After 17 years, Minnesota's ban on new nuclear power plants moved a decisive step closer to being overturned Thursday.

Following the lead of the state Senate, the House passed a bill to eliminate the moratorium by a vote of 81 to 50. On Feb. 2, the Senate passed its version, 50 to 14.

It was a clear victory for the Legislature's new Republican leadership, after repeated attempts to overturn the ban had failed during previous legislative sessions.

But an amendment approved by the House makes its bill sharply different from the Senate's and could cloud the legislation's prospects as the chambers try to reconcile the two versions.

The measure would allow the state's Public Utilities Commission to issue a certificate of need that would let Minnesota's electric utilities build or expand nuclear plants.

The House amendment, sponsored by Rep. Phyllis Kahn, DFL-Minneapolis, would prohibit the reprocessing of nuclear fuel that results in the production of plutonium, a weapons-grade material that can be used to make nuclear warheads.

The amendment, approved 94 to 37, was described as "a poison pill" by Rep. Joyce Peppin, R-Rogers, the bill's principal House sponsor.

Several other amendments, proposed by DFL representatives, were defeated.

It's not immediately clear how much practical effect a green light for new nuclear plants will have in Minnesota -- assuming DFL Gov. Mark Dayton signs the bill into law.

Although he has stopped short of threatening to veto it, he has expressed strong reservations about it.

Specifically, he has said it must contain three elements: prohibit plutonium production at any plant in Minnesota; allow no net increase in the amount of nuclear waste produced in the state, and a guarantee of no rate increases for customers of utilities that operate nuclear plants.

'We need all options'

Kahn said her amendment "moves one-third of the way" toward satisfying his concerns. She also said she doesn't know how the amendment would fare in a conference committee that will work to reconcile the House and Senate versions of the bill.

"We'll see what happens in the Senate," Kahn said. "If you want to reprocess nuclear fuel, you shouldn't produce plutonium."

In a federal policy dating to the 1970s, American utilities are prohibited from reprocessing nuclear fuel, specifically because of worries about nuclear weapons proliferation.

Peppin said lifting the moratorium "does not mean there's going to be a new power facility" because planning and construction of a new plant could take a decade or more.

"We need all options on the table, as far as energy goes," she added.

Dayton also has said he opposes lifting the moratorium as long as there is no permanent storage solution for the spent fuel from more than 100 existing nuclear plants nationwide.

It was the federal government's lack of progress on a permanent storage strategy that prompted the Legislature to enact the ban in 1994.

Utilities in no rush to build

The swift action on the moratorium this year comes at a time when lawmakers from both parties nationwide, the Obama administration and even some longtime environmental critics have rallied to the nation's moribund nuclear industry.

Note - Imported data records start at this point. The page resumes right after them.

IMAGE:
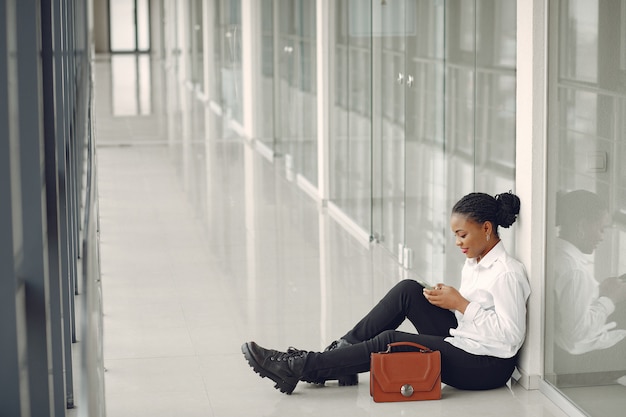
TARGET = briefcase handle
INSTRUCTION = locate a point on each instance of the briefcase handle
(421, 348)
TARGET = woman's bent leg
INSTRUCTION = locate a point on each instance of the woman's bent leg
(404, 301)
(459, 369)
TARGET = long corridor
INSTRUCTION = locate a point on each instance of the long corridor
(205, 244)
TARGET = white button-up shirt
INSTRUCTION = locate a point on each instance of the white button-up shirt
(494, 322)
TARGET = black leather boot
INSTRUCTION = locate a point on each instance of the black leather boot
(284, 368)
(344, 380)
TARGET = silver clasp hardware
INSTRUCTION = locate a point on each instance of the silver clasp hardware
(406, 390)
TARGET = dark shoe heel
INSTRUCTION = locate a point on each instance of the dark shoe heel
(348, 380)
(280, 369)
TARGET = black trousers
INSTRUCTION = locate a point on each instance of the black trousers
(377, 329)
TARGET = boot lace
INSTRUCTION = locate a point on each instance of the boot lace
(292, 353)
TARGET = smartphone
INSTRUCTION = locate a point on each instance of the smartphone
(425, 285)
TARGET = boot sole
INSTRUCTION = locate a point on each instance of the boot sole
(343, 381)
(283, 385)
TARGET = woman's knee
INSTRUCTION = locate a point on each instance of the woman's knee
(409, 286)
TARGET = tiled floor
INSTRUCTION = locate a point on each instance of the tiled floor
(205, 245)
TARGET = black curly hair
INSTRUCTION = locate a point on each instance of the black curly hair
(501, 210)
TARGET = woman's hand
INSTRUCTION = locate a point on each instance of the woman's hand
(446, 297)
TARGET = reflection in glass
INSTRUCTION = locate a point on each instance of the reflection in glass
(585, 313)
(583, 303)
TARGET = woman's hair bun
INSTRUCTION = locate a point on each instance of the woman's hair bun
(508, 208)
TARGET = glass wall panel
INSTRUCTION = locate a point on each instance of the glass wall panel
(122, 18)
(266, 96)
(227, 16)
(129, 25)
(350, 166)
(585, 351)
(390, 77)
(297, 119)
(196, 43)
(480, 106)
(425, 203)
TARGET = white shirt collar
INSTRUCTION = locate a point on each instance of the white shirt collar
(493, 255)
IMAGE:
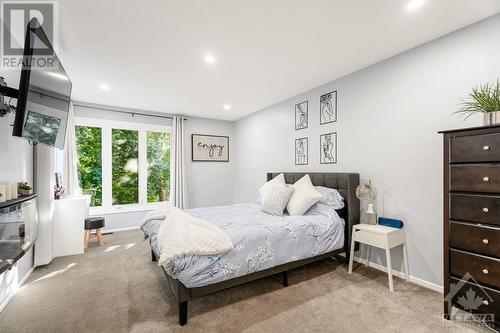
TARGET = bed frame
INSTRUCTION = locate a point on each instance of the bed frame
(345, 183)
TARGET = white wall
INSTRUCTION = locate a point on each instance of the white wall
(388, 118)
(15, 165)
(209, 183)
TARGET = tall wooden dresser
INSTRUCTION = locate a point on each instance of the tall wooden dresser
(472, 222)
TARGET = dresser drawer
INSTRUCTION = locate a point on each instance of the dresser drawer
(484, 269)
(475, 178)
(475, 148)
(482, 240)
(475, 208)
(489, 298)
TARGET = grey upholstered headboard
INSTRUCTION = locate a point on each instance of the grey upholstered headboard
(345, 183)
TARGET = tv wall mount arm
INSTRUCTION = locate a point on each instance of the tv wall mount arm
(6, 91)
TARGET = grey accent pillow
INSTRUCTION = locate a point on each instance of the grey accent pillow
(331, 197)
(276, 198)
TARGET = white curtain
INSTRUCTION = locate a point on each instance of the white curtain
(70, 175)
(178, 195)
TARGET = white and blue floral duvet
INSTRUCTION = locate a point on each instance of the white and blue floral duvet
(260, 241)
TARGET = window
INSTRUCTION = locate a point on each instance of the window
(123, 165)
(125, 161)
(89, 150)
(158, 166)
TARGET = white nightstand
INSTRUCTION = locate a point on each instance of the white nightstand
(382, 237)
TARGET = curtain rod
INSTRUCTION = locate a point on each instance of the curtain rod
(133, 113)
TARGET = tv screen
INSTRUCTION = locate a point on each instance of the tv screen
(44, 91)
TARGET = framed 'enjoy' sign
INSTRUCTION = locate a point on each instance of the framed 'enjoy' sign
(209, 148)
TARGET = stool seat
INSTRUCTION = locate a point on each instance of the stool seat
(92, 223)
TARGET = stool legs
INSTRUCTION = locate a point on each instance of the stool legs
(368, 255)
(98, 234)
(389, 269)
(351, 255)
(86, 238)
(99, 237)
(405, 262)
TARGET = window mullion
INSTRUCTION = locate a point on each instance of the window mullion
(143, 168)
(106, 168)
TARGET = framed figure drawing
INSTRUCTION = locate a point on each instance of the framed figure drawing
(328, 108)
(328, 148)
(209, 148)
(301, 115)
(301, 151)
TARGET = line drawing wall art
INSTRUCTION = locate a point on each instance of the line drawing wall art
(301, 115)
(328, 108)
(328, 148)
(301, 151)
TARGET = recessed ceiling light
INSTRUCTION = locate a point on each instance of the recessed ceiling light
(209, 59)
(104, 87)
(414, 4)
(58, 76)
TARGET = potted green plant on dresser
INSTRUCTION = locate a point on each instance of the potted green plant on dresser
(23, 188)
(483, 99)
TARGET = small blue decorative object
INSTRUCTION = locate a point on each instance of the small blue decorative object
(390, 222)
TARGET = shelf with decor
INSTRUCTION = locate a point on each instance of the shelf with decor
(18, 229)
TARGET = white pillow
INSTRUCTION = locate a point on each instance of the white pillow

They have done so as concerns about greenhouse emissions from electrical plants powered by fossil fuels and rising prices of those fuels have given at least a theoretical boost to the industry.

However, none of Minnesota's utilities is in any rush to build new nuclear plants. Although they supported scrapping the ban, their spokesmen have said they foresee no need for such massive base-load plants that can cost billions of dollars and take years to build.

Xcel Energy, the state's largest electrical utility, operates Minnesota's only nuclear plants, at Prairie Island and Monticello. A long-running battle over increasing storage of spent fuel rods at the Prairie Island plant, exacerbated by the lack of a federal storage solution, prompted legislators to enact the moratorium.